Recently I wrote about the consequences of Christians’ association with radical right-wing supporters and the anger it fostered in those outside our religion. As a result of this unfortunate alliance, we are entering an era of anti-Christian rhetoric, unlike anything seen in modern times. An example of this anticipated anti-Christian rhetoric appeared this week from a liberal-left media outlet – Boing Boing.
Under the titillating title “Christians censor monoliths, vandalize property and tear down monuments”, the article claimed Christians were tearing down the mysterious monoliths that have been appearing across the world. Of course, Christians, like everyone else, find these monoliths amusing. We’re certainly not tearing them down out of fear. But the evidence submitted by Boing Boing was not just misleading, it was unethical journalism at its finest.
The Boing Boing article made liberal usage of a San Luis Obispo Tribune article about an escapade videoed in San Luis Obispo, California, the quirky little town in Central California that banned all drive-thru restaurants in 1982. According to the article, a group of young Christian men drove to San Luis Obispo to tear down a monolith that recently appeared in Atascadero’s Stadium Park. The group videoed their trip. According to Boing Boing, the “censorious Christians, who almost certainly would have been upset if someone had done something similar to a statue of Jesus or Robert E. Lee,” tore down the monolith to “tell the alien overlords they are not welcome”.
To any rational human being, it was clear that the group of men were not Christians and the video was nothing more than an attempt to spoof Christians as superstitious, ignorant, radical-right buffoons.
As seen in the video, the “Christians” picked up a homemade wooden cross on the way, referred to the monolith as “an alien obelisk” and a “Pagan monument”, wore night-vision goggles and camo dress and noted that they were “going on a 500-mile roundtrip to steal a “f***ing monolith”. According to the men, they were operating on “direct orders of QAnon and President Trump himself”. “That’s how much we love Jesus Christ,” one of the men says during the video.
Boing Boing presents the video as fact with a small disclaimer at the end noting that the “First Amendment-hating Christian Trump supporters” could be pretending. Regardless, this is outsiders perceive Christianity today and many will take the video as a factual representation of Christian radicalism.

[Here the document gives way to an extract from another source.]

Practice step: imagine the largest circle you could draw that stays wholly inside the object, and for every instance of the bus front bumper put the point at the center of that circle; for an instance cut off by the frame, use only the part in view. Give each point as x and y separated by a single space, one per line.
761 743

I believe this twisted perception of Christianity will spread, especially among our youth who have already begun breaking away from organized religion, and will likely cause some current Christians to lose their way.
The fix to the Christian dilemma is clear. We must first make a significant change in our behavior. We cannot associate with (nor support) those who do not represent our ideals. Then we must make a concerted effort to demonstrate the change to those outside our religion so they see who we truly are. Then we wait.